Actually, it did seem paradoxical that someone so concerned over ecology as to make award-winning film about it thought nothing of murdering four people. It didn't fit anywhere in Charlie's stereotype file. Then again, she drew most of her perceptions from the writers she worked with and they were almost all liberal to the core. Any environmentalist would be the hero in their works because that was the natural order of things.

“Charlie?” The voice belonged to Mitch. “Go away.”

“What's happening?”

“Scrag and John B. are slugging each other somewhere between the Kayenta and the Mesozoic. Where the hell's that twit of a sheriff?” Charlie intended to live at least long enough to make Ralph Sumpter's day.

But Mitch was off to join the fray before she'd finished speaking.

It took her a while to figure that out. And to become aware that the “Paradox” voice had stilled, the lights in the displays had gone out.

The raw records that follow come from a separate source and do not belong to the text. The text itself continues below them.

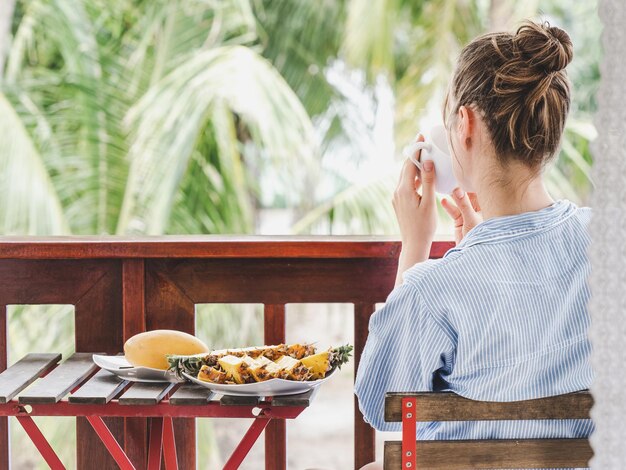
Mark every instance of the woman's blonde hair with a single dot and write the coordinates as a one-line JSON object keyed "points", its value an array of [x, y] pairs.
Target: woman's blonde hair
{"points": [[519, 84]]}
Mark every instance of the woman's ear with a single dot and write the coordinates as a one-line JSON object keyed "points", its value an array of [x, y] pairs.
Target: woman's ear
{"points": [[466, 123]]}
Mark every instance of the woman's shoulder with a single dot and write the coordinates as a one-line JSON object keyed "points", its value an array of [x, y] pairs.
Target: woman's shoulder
{"points": [[429, 270]]}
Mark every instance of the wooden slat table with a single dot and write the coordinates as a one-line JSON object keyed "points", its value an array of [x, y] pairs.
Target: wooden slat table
{"points": [[77, 387]]}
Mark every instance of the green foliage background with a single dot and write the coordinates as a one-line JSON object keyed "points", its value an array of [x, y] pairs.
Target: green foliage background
{"points": [[192, 116]]}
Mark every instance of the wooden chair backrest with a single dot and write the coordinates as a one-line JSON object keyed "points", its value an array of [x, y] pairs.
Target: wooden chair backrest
{"points": [[497, 453]]}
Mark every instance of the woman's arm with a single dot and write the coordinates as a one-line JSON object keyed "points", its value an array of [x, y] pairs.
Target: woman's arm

In her present and injured frame of reference, time was not a stable commodity.

There was still plenty of commotion from the men though, but it sounded far enough away for her to try again.

Charlie, still buck naked, was on her hands and knees at the top of the stairs when the press arrived. Somewhere between camera flashes Rita Latham, still dressed for the press, tried to block Charlie's present image from exposure while yelling lawyer talk about legal ramifications if they persisted.

Charlie did notice Sheriff Ralph getting in a self-righteous ogle or two first, though.

But it was Sidney Levit who removed his starched white shirt to cover her battered nakedness. Not only that, he lifted her, once wrapped, in his arms like the big rat had the fake ranger in the
Animal Aliens
army scene and carried her off.

She buried her head against his bare chest to ignore the media demands. “Sid? I'm sorry. I had to suspect everybody.”

“You don't have to be sorry, Charlie. I even sort of suspected your mom, just because it was easier. But I began to suspect Drake after Earl's death. I just couldn't understand what he had against Cabot.”

“That's just it. He didn't have anything against Cabot.”

“Poor Mitch.” Charlie rode beside Rita Latham on the long road out of Dead Horse Point State Park, dressed once again in borrowed ranger clothes.

“It would have been ‘poor Charlie' if Mitch had gone off with the rest of us,” the lawyer said ruefully and rolled down her window to let the chill air in to poor Charlie. “I can't believe I let myself get suckered in that way. Or Scrag Dickens either.”

“I can,” Charlie said.

“You're just lucky Mitch didn't fall for Scrag's story.”

John B. Drake had offered Scrag Dickens the only human role in a proposed nature series to be aired on prime time cable. John B. offered this morsel to the desert rat while the two were teamed up to look for Mitch at the cowboy line camp stop on the fated river trip. The series with Disney was a done deal but still a secret until certain financial matters were settled. Scrag was a perfect “character” for the part of host-narrator. No question, the one-time camp follower would accrue fame and fortune and travel the world.

“He even described how the show would open, with me in front of a campfire, playing my guitar and singing.” All Scrag had to do was to lie then, and again tonight.

Scrag had to claim that John B. and he were together the whole time when in fact the director/producer planted Scrag in the shadow of a rock and went off to kill Earl Seabaugh. He smashed Earl's camera and exposed its film—the possible incriminating evidence of Tawny's murder. John B., meanwhile, had stolen Homer's knife before the teams had even parted to search for Mitch, simply slipped it carefully from its sheath before Homer or anyone else noticed. The director was good at shell games, and the river guide wore the weapon more for his image than for actual need so he didn't miss it.